Agilent responded this week with a brief contending that because Yale has retained the right to "make, use, and practice" the inventions covered in the patents for noncommercial purposes and to bring its own infringement action if a licensee declines to do so, Yale has retained sufficient rights to require its participation in the suit.

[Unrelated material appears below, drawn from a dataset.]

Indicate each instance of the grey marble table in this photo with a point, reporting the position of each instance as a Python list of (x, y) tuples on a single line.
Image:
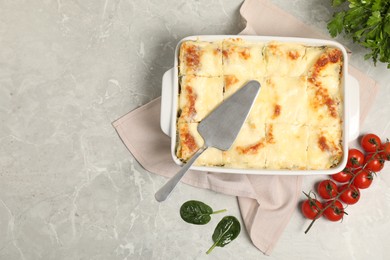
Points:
[(69, 189)]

The brief also noted certain restrictions on PerkinElmer's ability to sublicense the patents that, Agilent said, also undermine its claim to possess the rights needed for standing.
In an interview last month discussing the case with ProteoMonitor, Randy Pritzker, a shareholder at Boston-based law firm Wolf Greenfield specializing in intellectual property, noted that while, "typically an exclusive licensee has [standing to sue for infringement] and a non-exclusive [licensee does] not… there is obviously grey area and a body of law that defines what substantial rights are and the criteria that would indicate whether substantial rights have been given."
The court has scheduled an initial scheduling conference for the trial for Aug. 14.